Draws on the 16 personality types identified in the Myers-Briggs personality profile, matches each to a suitable form and style of spirituality, and shows why prayer is different for each.
This book is about how different Myers-Briggs personality types approach prayer and spiritual practices. There is a one-chapter introduction to Myers-Briggs, followed by another quick chapter (the book calls it a "sampler") on Catholic spirituality. The meat of the book is an examination of prayer and spirituality through each of the eight M-B preferences: introversion/extroversion, sensing/intuitive, thinking/feeling, and judging/perceiving. The last chapters wrap everything up and give some examples of prayers based on MBTI types.

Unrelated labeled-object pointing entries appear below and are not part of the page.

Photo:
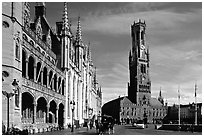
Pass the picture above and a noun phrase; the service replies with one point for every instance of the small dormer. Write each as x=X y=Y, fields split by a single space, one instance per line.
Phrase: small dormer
x=40 y=9
x=38 y=28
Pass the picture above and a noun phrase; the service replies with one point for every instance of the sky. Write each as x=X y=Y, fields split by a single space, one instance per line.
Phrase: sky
x=173 y=34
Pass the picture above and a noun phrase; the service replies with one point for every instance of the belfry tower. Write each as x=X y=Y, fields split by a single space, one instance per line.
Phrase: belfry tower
x=139 y=88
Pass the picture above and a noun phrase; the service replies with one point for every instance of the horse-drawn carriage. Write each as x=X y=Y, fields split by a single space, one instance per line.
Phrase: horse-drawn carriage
x=105 y=125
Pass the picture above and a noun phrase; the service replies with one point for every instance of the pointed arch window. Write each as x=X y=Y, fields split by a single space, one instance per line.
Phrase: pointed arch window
x=17 y=50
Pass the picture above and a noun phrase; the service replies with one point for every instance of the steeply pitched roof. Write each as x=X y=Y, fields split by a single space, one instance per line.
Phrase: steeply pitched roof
x=126 y=100
x=155 y=103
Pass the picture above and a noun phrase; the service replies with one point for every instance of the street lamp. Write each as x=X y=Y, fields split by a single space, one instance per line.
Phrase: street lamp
x=72 y=104
x=8 y=96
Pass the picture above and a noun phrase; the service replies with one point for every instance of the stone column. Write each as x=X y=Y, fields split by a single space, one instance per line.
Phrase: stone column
x=26 y=69
x=48 y=82
x=34 y=112
x=48 y=108
x=35 y=71
x=57 y=86
x=57 y=109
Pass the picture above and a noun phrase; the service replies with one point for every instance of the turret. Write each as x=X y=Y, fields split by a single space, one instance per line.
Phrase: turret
x=78 y=34
x=66 y=39
x=40 y=9
x=79 y=46
x=160 y=98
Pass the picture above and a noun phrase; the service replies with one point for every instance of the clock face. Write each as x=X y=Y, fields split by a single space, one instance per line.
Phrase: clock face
x=142 y=47
x=143 y=77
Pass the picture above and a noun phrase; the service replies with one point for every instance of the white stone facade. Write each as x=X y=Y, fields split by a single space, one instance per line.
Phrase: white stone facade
x=51 y=69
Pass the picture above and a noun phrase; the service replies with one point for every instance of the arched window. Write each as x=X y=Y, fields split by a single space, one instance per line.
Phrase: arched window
x=137 y=35
x=48 y=57
x=59 y=85
x=50 y=79
x=55 y=82
x=62 y=87
x=45 y=76
x=25 y=37
x=38 y=49
x=5 y=24
x=23 y=63
x=31 y=68
x=17 y=97
x=31 y=43
x=142 y=35
x=38 y=74
x=17 y=50
x=43 y=53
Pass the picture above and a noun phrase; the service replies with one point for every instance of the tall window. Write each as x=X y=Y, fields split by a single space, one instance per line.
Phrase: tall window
x=143 y=68
x=17 y=50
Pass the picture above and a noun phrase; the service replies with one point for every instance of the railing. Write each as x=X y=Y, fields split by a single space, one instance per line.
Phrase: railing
x=39 y=41
x=40 y=120
x=42 y=89
x=27 y=120
x=27 y=44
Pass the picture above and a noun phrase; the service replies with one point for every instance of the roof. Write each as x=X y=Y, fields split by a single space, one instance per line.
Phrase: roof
x=155 y=103
x=126 y=101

I enjoyed the basic premise of the book, but it fell well short of my expectations. For starters, this book is dominated by a Catholic viewpoint, so if you're not Catholic, you miss a lot. Also, the author tends to get off topic relatively easily; in the chapter on introversion, for example, there are suddenly paragraphs devoted to the S/N and T/F spectrums, with no ties to the main thrust of the chapter. The chapters have lots of storytelling but little broad application. Finally, some of the author's M-B theory is either outdated or just wrong.

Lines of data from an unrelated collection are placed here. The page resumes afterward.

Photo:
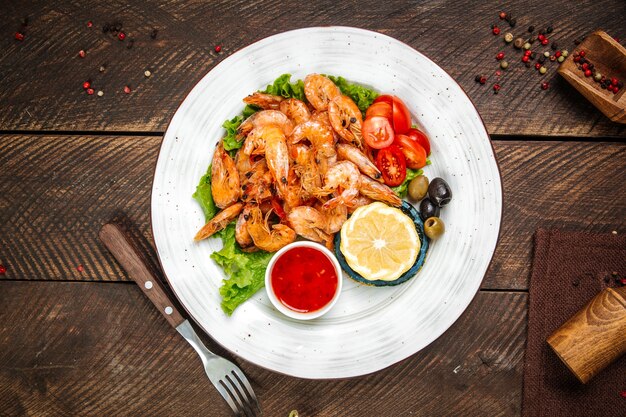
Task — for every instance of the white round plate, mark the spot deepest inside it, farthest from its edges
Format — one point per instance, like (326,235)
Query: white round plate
(369,328)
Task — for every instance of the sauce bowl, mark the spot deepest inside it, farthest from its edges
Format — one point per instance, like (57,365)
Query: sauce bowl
(291,280)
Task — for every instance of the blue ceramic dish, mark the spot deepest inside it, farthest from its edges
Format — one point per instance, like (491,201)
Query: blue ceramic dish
(410,211)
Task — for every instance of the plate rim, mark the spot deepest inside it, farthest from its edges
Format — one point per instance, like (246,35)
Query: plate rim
(305,29)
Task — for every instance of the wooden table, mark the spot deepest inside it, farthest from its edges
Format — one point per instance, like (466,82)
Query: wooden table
(77,338)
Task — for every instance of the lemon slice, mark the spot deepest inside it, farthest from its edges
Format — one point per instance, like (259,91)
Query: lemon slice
(379,242)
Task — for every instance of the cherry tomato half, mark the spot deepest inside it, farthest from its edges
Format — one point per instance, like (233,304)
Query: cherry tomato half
(401,115)
(380,109)
(414,153)
(377,132)
(421,138)
(391,163)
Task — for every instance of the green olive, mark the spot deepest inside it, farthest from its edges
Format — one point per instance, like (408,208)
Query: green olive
(434,227)
(418,187)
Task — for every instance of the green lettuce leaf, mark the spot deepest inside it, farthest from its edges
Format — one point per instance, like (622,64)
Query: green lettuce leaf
(403,188)
(245,271)
(282,86)
(363,97)
(204,197)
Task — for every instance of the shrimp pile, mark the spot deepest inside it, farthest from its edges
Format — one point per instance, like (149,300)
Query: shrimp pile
(302,168)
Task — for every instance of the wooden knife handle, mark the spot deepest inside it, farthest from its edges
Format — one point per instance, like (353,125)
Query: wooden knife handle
(136,267)
(595,336)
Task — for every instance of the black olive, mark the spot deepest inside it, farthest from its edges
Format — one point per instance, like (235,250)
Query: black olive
(428,209)
(439,192)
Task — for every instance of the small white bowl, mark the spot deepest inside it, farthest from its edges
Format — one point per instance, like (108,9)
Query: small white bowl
(283,308)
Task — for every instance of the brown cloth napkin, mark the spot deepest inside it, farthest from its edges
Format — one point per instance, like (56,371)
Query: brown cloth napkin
(569,269)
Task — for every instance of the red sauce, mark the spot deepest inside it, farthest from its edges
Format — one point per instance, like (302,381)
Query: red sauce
(304,279)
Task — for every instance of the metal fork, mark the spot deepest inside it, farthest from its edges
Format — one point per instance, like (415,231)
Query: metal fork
(227,378)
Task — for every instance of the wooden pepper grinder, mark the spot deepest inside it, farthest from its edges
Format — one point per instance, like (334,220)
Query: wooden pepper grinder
(595,336)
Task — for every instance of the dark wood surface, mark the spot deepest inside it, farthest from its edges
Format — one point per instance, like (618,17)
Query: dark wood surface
(78,338)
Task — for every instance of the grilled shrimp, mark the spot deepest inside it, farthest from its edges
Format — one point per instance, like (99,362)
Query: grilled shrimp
(295,110)
(277,157)
(344,175)
(225,185)
(346,119)
(264,118)
(335,218)
(263,100)
(220,221)
(309,223)
(321,137)
(319,90)
(266,237)
(358,158)
(379,192)
(242,236)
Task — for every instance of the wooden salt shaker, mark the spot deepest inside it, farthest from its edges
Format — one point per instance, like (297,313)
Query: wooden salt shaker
(595,336)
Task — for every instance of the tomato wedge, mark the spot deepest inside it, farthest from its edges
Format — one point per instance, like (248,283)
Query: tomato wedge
(414,153)
(401,116)
(380,109)
(421,138)
(391,163)
(377,132)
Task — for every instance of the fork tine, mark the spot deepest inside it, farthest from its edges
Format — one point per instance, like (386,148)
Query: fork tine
(226,394)
(232,391)
(247,388)
(239,395)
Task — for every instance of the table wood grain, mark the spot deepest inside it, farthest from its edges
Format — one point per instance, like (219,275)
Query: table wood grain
(78,338)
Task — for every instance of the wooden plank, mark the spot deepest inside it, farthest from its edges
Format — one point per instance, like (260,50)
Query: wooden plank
(102,349)
(41,87)
(57,191)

A better version of this book would bring the reader up to date with current MBTI thought, be more broadly applicable across all of Christian practice, and would have more concrete application for the reader.

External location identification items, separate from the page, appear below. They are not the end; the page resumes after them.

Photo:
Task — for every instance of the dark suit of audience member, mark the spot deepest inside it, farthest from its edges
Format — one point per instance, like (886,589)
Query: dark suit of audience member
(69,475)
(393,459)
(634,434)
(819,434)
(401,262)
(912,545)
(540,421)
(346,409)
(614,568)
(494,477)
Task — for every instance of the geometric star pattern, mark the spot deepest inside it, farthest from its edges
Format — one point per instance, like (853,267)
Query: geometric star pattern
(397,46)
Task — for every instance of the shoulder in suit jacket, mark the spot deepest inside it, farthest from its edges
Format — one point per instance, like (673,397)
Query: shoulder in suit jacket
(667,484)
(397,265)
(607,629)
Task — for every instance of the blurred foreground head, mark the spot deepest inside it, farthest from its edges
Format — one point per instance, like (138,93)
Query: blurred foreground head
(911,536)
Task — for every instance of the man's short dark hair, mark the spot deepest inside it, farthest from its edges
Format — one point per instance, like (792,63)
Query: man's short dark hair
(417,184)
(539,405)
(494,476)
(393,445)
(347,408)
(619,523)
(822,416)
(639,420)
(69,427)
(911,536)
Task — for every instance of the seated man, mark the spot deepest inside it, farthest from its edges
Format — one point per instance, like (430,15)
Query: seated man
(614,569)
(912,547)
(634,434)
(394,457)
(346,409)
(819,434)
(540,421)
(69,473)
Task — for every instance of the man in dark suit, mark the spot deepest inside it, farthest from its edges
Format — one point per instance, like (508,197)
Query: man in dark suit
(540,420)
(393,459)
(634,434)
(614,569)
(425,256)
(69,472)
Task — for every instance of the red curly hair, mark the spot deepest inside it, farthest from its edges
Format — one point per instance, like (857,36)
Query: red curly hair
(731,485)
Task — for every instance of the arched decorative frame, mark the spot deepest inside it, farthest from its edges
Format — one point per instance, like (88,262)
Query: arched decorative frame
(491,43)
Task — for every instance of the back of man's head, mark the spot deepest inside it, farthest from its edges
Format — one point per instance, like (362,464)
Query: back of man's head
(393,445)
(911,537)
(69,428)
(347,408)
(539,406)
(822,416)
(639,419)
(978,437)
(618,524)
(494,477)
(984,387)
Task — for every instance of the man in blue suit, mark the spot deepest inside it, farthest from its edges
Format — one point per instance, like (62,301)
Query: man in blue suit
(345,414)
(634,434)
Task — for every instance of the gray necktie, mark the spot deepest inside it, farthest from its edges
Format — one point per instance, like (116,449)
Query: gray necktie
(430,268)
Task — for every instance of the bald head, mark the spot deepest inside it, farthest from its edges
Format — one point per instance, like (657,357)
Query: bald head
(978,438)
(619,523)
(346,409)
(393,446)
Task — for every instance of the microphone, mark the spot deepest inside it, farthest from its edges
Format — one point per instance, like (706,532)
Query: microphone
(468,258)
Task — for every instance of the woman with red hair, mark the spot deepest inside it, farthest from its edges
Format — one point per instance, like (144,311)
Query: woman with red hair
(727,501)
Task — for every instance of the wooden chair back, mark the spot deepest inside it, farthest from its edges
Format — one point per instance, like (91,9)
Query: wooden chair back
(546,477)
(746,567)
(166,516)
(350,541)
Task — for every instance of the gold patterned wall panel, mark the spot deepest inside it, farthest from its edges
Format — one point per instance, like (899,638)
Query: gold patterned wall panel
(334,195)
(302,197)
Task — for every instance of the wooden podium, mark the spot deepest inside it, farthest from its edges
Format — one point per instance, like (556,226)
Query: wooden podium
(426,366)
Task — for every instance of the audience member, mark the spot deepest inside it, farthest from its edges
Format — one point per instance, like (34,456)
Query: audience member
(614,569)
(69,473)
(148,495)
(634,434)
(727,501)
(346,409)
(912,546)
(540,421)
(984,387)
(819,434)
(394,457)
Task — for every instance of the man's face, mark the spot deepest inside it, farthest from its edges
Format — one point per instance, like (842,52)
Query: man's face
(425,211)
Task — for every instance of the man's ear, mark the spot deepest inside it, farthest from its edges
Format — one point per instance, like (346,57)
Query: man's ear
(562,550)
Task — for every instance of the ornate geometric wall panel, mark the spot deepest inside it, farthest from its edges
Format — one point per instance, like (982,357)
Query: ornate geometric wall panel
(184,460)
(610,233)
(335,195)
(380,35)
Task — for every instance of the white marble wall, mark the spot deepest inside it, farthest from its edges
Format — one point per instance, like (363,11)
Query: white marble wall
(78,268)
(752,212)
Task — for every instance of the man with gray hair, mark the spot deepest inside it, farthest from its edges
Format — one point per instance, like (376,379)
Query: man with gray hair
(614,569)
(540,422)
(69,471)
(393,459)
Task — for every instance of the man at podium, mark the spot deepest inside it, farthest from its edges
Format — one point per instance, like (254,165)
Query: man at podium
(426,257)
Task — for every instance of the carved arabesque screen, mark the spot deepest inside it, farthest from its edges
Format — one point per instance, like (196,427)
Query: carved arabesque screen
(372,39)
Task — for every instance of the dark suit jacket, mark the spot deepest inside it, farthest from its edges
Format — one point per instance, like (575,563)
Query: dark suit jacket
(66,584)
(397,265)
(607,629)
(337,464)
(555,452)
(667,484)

11/2016 This 1987 book explores the Myers Briggs personality indicators to spiritual or worship preferences of Christians, mainly Catholics. Very works oriented theology. Author suggests people work in preference areas and stretch in non-preference areas to become spiritual, practice prayer, and work toward holiness. If people reach a certain holiness with this work, God will meet them and help them further gain holiness. Apart from the Catholic theology, this book prompted much thought about my own prayer life and worship experiences as an intuitive thinking in a world of a majority of sensing feelers.